The test organization is pretty straightforward. We have a common test structure defined in test_util.rs as directory_test_suite which takes a database, number of users for the test, and VRF signing function. You can add tests in this location, and it is assuming the storage layer has been initialized and is ready for use. This is a common test-flow for all storage implementations we provide to make sure we don't break compatability with new implementations.

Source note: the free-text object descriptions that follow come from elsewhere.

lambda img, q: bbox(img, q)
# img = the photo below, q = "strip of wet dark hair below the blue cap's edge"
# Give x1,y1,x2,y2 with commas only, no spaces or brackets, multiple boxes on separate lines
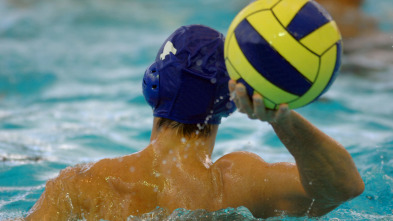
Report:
157,117,213,137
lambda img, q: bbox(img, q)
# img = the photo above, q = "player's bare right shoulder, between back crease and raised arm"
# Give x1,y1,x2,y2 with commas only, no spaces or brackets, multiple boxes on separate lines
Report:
214,151,308,217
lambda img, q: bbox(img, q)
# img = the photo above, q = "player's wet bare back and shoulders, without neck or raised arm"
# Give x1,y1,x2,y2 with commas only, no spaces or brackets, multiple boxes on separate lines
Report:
26,149,309,220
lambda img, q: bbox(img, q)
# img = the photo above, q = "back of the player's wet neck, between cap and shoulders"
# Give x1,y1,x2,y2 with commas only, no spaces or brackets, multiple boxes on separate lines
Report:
148,119,218,159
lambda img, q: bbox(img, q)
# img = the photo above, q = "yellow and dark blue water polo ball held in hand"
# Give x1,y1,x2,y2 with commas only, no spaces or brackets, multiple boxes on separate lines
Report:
224,0,342,109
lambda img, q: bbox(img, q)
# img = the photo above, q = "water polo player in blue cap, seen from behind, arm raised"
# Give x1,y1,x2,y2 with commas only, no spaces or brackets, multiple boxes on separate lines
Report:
27,25,364,220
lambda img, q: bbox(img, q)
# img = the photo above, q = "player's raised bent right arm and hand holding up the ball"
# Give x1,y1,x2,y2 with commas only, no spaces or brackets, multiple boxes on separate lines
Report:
229,81,364,216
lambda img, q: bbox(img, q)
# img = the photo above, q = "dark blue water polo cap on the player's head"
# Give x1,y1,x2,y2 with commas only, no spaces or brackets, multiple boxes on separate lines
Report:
143,25,236,124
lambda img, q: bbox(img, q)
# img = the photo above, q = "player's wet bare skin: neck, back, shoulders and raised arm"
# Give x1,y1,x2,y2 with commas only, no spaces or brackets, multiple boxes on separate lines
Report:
27,81,364,220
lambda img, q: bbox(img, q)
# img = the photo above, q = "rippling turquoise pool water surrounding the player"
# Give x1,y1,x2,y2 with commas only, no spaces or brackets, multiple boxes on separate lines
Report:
0,0,393,220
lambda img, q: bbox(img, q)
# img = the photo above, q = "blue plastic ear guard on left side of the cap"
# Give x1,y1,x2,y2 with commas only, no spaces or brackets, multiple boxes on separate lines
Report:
142,62,160,110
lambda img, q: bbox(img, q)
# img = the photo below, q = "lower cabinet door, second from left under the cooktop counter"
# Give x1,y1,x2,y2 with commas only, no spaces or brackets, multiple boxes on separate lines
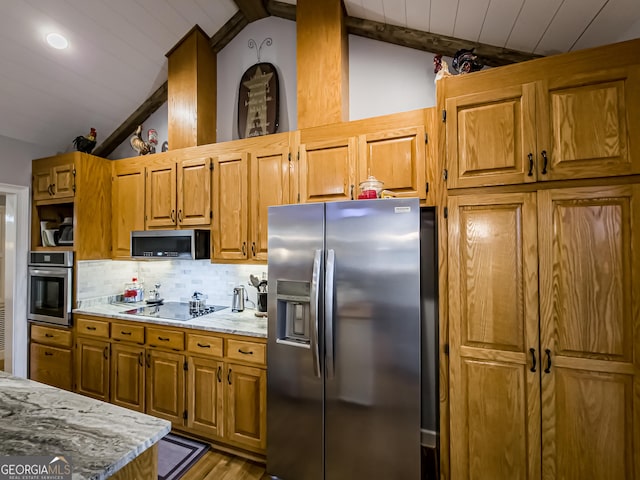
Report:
111,343,145,413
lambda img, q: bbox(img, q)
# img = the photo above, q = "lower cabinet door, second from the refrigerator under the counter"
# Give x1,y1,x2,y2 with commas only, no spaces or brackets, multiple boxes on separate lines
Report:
187,357,224,437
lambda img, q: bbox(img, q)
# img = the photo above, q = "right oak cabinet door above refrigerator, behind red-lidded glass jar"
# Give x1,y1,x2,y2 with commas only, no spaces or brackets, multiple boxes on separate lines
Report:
358,126,427,199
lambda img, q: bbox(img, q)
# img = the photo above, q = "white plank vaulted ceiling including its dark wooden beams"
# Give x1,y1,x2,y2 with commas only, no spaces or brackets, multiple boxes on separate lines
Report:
0,0,640,155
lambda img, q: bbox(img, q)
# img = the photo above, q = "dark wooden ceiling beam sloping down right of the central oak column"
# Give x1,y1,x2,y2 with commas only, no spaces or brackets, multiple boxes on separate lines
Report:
345,17,540,67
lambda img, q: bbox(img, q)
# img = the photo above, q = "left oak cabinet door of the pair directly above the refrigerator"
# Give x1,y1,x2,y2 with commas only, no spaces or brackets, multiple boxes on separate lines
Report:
299,137,358,203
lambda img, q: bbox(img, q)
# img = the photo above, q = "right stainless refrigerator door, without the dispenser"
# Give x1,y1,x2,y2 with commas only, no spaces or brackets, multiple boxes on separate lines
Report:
324,199,420,480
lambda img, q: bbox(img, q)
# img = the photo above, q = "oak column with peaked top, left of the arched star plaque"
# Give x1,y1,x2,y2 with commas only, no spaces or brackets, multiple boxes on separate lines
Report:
166,25,217,150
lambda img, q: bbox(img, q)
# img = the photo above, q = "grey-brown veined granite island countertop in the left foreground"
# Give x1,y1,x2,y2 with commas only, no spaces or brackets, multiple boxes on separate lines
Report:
0,372,171,480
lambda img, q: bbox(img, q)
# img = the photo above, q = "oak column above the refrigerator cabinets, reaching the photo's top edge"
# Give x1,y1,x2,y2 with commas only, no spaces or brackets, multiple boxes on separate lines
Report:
296,0,349,128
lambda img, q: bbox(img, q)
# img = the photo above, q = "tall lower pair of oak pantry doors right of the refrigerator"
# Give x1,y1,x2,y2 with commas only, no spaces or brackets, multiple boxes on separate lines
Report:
448,185,640,480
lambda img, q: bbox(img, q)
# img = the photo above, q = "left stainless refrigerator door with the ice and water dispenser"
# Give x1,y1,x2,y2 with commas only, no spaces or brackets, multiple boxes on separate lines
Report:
267,203,324,480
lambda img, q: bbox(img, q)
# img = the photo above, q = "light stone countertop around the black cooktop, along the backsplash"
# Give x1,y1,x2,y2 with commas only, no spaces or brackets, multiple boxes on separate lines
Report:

You can additionally add a new data-layer to the integration tests by adding a dev-dependency in the akd_integration_tests crate and adding a new <storage>_tests.rs file along with referencing it in lib.rs.

Manual testing

We additionally have a "proof-of-concept" (POC) application in the poc folder. This application is a small command-line REPL (read-eval-print-loop) application to interact directly with an AKD hosted in a variety of configurations. You can see all the command line options and experiment with the app with

> cargo run -- --help
...truncated...
akd_app 0.0.0
applicationModes

USAGE:
    akd_app [FLAGS] [OPTIONS] [SUBCOMMAND]

FLAGS:
    -d, --debug      Activate debuging mode
        --memory     The database implementation to utilize
    -h, --help       Prints help information
    -V, --version    Prints version information

OPTIONS:
    -l, --log_level <Adjust the console log-level (default = INFO)>
             [default: Info]  [possible values: Error, Warn, Info, Debug, Trace]

    -m, --multirow_size <MySQL multi-row insert size>                   [default: 100]

SUBCOMMANDS:
    bench-db-insert    Benchmark database insertion
    bench-lookup       Benchmark lookup API
    bench-publish      Benchmark publish API
    drop               Drop existing database tables (for schema migration etc.)
    flush              Flush data from database tables
    help               Prints this message or the help of the given subcommand(s)

Note: The actual output of the command may differ if its arguments have been updated since this document was written.

Running tests

Tests are run a few ways for this repository.

CI pipeline

We have a CI workflow which will run on any pull request. If you're adding special compilation flags to crates, you may need to add test coverage here for PRs for future devs.

Local testing

Local testing is pretty straightforward with the standard Rust practice of

cargo test

run at the root of the repository. This will run all of the tests from all of the crates utilizing the default features for all crates. If you're trying to test just a single crate you can run

cargo test --package akd

to isolate what runs (some of the integration tests take some time to run and require a live Docker instance for example). You can optionally cd into a specific crate's root folder and run the tests for that crate there specifically. Example

cd akd
cargo test

is equivalent. Otherwise the full Rust suite of testing options with Cargo Test are available as well in this repo. Feel free to run the suite as you see fit. Another common adjustment done in this repository worth nothing is the used of specific features. For example, to test the akd crate with no verifiable random function (VRF) implementation, you can use the arguments

cargo test --package akd --no-default-features --features public_tests

which will disable the feature vrf, effectively running code paths tagged with

#[cfg(not(feature = "vrf"))]

See no_vrf.rs for an example of this in practice.